The Maoist leader was on his way, we understand, to meet King Gyanendra, shortly due in London, to shore up the faltering peace talks. Consider the crucial details. British Prime Minister Tony Blair had appointed a special envoy for Nepal. Gajurel had received a British passport and was quit blasé about having doctored it. Indian Foreign Secretary Kanwal Sibal was sore that Nepal had not been taking New Delhi into confidence vis-à-vis the peace talks. Talk of means, motive and opportunity.
Lest they be accused of singling out Gajurel, the Indians arrested Mohan Baidya from an eye clinic in Silguri. But, then, these two men were always in a different league because of their views on India and its motives in Nepal.
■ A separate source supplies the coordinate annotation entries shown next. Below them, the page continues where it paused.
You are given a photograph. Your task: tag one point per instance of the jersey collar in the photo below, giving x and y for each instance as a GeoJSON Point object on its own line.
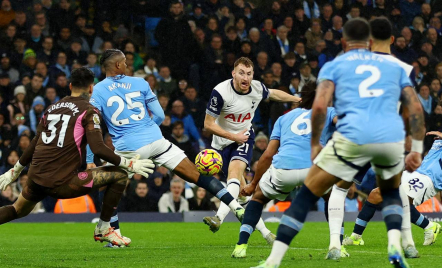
{"type": "Point", "coordinates": [117, 77]}
{"type": "Point", "coordinates": [240, 93]}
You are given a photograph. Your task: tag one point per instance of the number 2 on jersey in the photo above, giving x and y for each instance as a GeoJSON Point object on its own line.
{"type": "Point", "coordinates": [301, 119]}
{"type": "Point", "coordinates": [364, 92]}
{"type": "Point", "coordinates": [130, 105]}
{"type": "Point", "coordinates": [54, 119]}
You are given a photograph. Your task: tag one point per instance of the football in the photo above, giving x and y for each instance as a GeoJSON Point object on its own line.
{"type": "Point", "coordinates": [209, 162]}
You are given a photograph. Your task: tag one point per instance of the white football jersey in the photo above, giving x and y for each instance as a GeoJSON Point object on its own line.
{"type": "Point", "coordinates": [234, 111]}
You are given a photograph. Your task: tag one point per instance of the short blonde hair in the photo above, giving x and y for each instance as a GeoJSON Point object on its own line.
{"type": "Point", "coordinates": [244, 61]}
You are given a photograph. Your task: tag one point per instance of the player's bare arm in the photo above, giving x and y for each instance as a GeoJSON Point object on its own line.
{"type": "Point", "coordinates": [417, 128]}
{"type": "Point", "coordinates": [214, 128]}
{"type": "Point", "coordinates": [281, 96]}
{"type": "Point", "coordinates": [319, 113]}
{"type": "Point", "coordinates": [264, 163]}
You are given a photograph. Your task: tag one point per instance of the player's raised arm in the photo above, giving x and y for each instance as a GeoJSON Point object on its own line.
{"type": "Point", "coordinates": [213, 111]}
{"type": "Point", "coordinates": [417, 128]}
{"type": "Point", "coordinates": [319, 113]}
{"type": "Point", "coordinates": [281, 96]}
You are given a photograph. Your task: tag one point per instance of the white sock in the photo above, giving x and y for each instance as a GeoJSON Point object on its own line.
{"type": "Point", "coordinates": [261, 227]}
{"type": "Point", "coordinates": [336, 205]}
{"type": "Point", "coordinates": [430, 224]}
{"type": "Point", "coordinates": [394, 238]}
{"type": "Point", "coordinates": [278, 251]}
{"type": "Point", "coordinates": [103, 225]}
{"type": "Point", "coordinates": [407, 237]}
{"type": "Point", "coordinates": [233, 188]}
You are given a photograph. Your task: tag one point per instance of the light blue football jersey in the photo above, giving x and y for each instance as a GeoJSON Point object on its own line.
{"type": "Point", "coordinates": [123, 102]}
{"type": "Point", "coordinates": [294, 132]}
{"type": "Point", "coordinates": [432, 165]}
{"type": "Point", "coordinates": [367, 90]}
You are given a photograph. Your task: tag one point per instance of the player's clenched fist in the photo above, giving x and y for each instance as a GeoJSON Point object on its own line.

Prachanda, Dr. Baburam Bhattarai and other Maoists enjoyed Indian hospitality, while people like Matrika Yadav and Suresh Ale were being handed back to Nepal.
Fast forward to 2006. Shortly after having shed his own subterranean existence, Prachanda traveled to New Delhi and declared how he had declined Pakistani aid to perpetuate his revolution. His bona fides established, the Maoist supremo won the release of Gajurel and Baidya. Once in Kathmandu, the two men incessantly criticized Prachanda for having kowtowing to the Indians, to the point where the supremo had to remind them they were now free men again.
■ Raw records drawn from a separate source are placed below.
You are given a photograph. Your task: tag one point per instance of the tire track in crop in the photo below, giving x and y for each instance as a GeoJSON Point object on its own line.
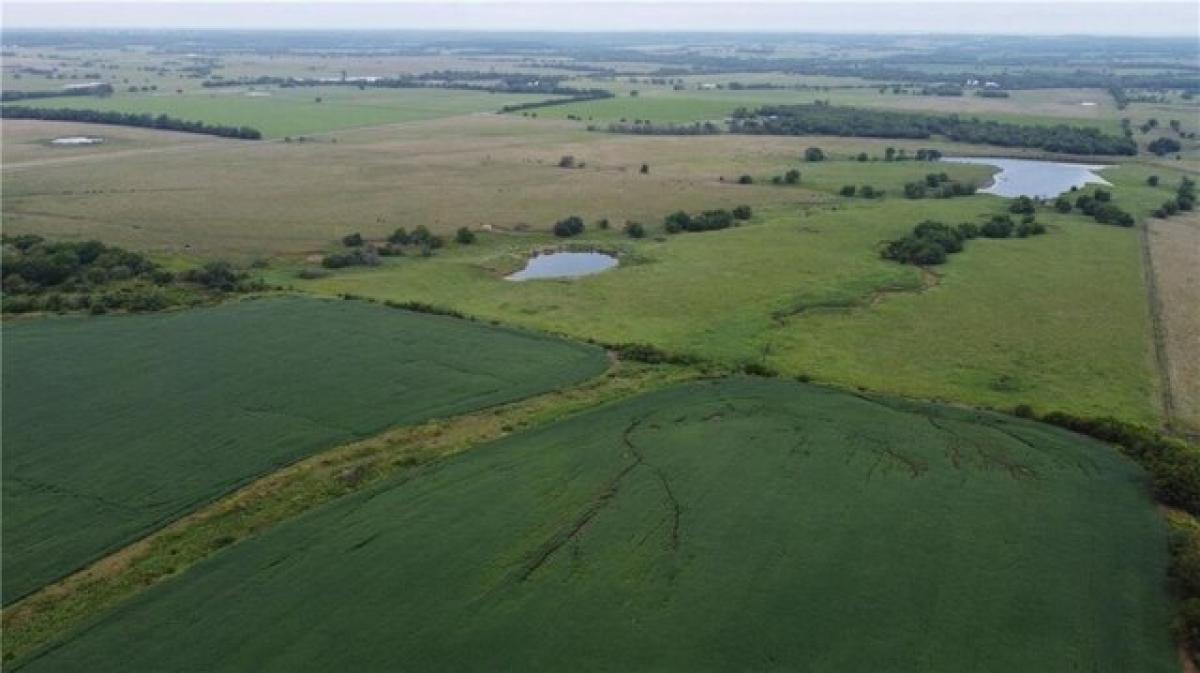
{"type": "Point", "coordinates": [551, 547]}
{"type": "Point", "coordinates": [1157, 329]}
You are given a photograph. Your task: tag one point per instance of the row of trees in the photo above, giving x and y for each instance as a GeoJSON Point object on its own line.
{"type": "Point", "coordinates": [1163, 146]}
{"type": "Point", "coordinates": [833, 120]}
{"type": "Point", "coordinates": [930, 242]}
{"type": "Point", "coordinates": [648, 128]}
{"type": "Point", "coordinates": [41, 275]}
{"type": "Point", "coordinates": [939, 186]}
{"type": "Point", "coordinates": [706, 221]}
{"type": "Point", "coordinates": [1098, 206]}
{"type": "Point", "coordinates": [101, 90]}
{"type": "Point", "coordinates": [365, 253]}
{"type": "Point", "coordinates": [1185, 199]}
{"type": "Point", "coordinates": [865, 191]}
{"type": "Point", "coordinates": [130, 119]}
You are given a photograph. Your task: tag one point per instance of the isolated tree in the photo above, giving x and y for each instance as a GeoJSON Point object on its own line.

Gajurel’s own crusade was relentless. The top Maoist in charge of international relations was candid about his party’s real intentions during a talk program in New Delhi in February 2007. Addressing Maoist-affiliated students of Jawaharlal Nehru University, Gajurel revealed that the Maoists’ foray into mainstream politics was also a part of their “ongoing revolution.”
If parliament failed to achieve results, Gajurel insisted, the Maoists would mount a “city-based revolution.” The refusal by Prachanda, Dr. Bhattarai and other senior leaders to participate in the interim parliament was part of this strategy, Gajurel claimed. Much grief came Gajurel’s way for those comments, which he thought he was making in camera. (As if in vindication, Prachanda just the other day repeated many of those sentiments.)
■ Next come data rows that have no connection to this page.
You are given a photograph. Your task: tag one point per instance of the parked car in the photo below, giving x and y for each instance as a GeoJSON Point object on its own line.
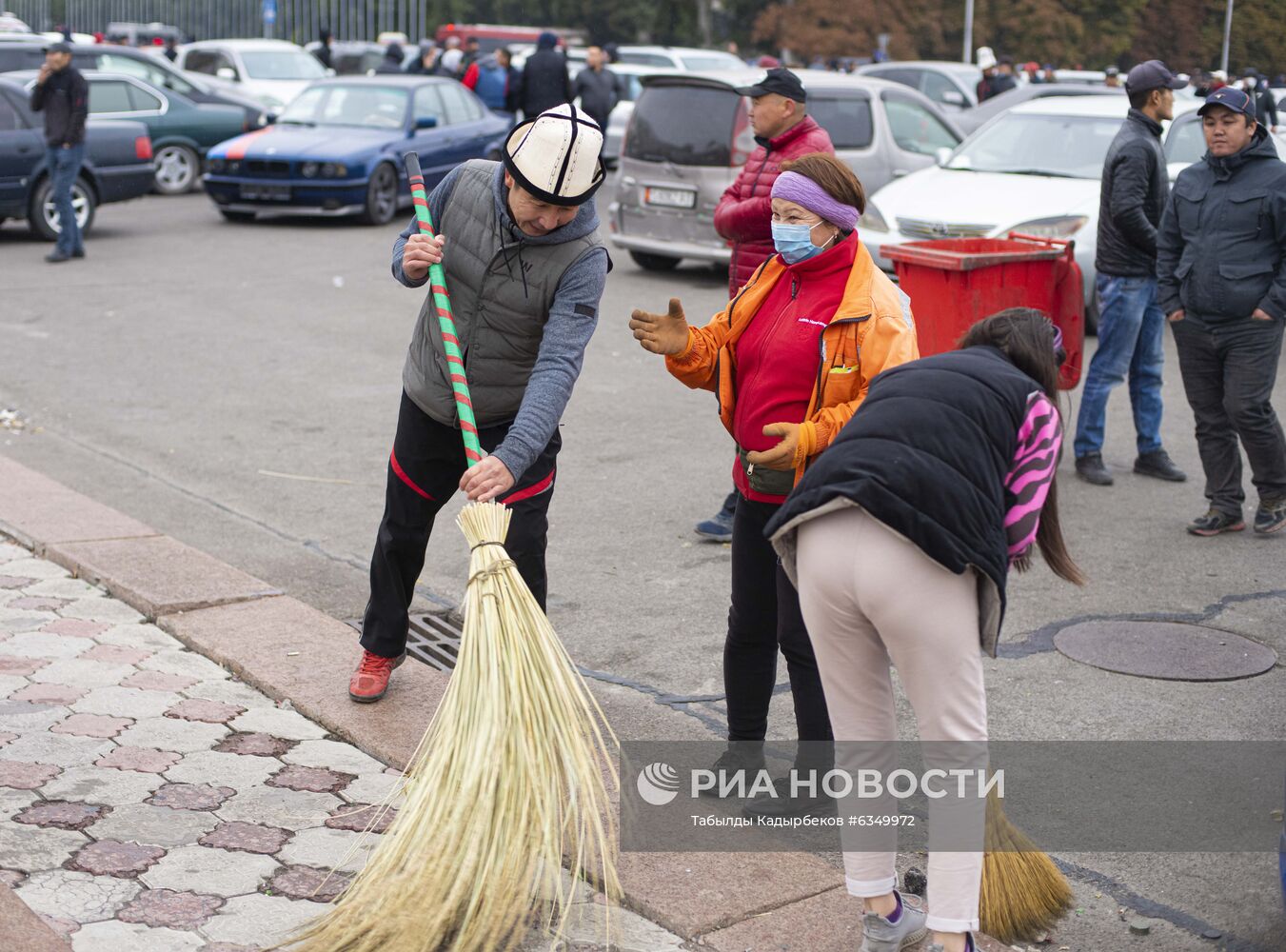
{"type": "Point", "coordinates": [685, 58]}
{"type": "Point", "coordinates": [142, 33]}
{"type": "Point", "coordinates": [1184, 142]}
{"type": "Point", "coordinates": [10, 24]}
{"type": "Point", "coordinates": [632, 87]}
{"type": "Point", "coordinates": [338, 149]}
{"type": "Point", "coordinates": [180, 130]}
{"type": "Point", "coordinates": [352, 57]}
{"type": "Point", "coordinates": [689, 135]}
{"type": "Point", "coordinates": [1036, 169]}
{"type": "Point", "coordinates": [271, 71]}
{"type": "Point", "coordinates": [156, 71]}
{"type": "Point", "coordinates": [985, 112]}
{"type": "Point", "coordinates": [953, 87]}
{"type": "Point", "coordinates": [117, 167]}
As for his own decision to stay out of the government, Gajurel suggested that it had enhanced his ability to keep up his tirades against those who sought to infringe upon Nepali sovereignty from across the southern border. Over the subsequent months, he also sought to explain how closer the Chinese were to the notion of good-neighborliness.
To be sure, there is a risk in contending with people whose history of relative obscurity outstrips their years in public life. Madan Bhandari became the preeminent face of Nepalese nationalism during his brief public life. Yet there was something disquieting about his past. It was not for nothing that Bhandari merited a half page interview guised as a news analysis in that virtual Indian government mouthpiece chronicling the country’s times. That gray area has made Bhandari’s death all the more, shall we say, intriguing.
This, by no means, suggests an impending short-circuiting of Gajurel politics. But it would explain partially, at least, why daughter Shobha may have thought she had a case for political asylum abroad, wouldn’t it?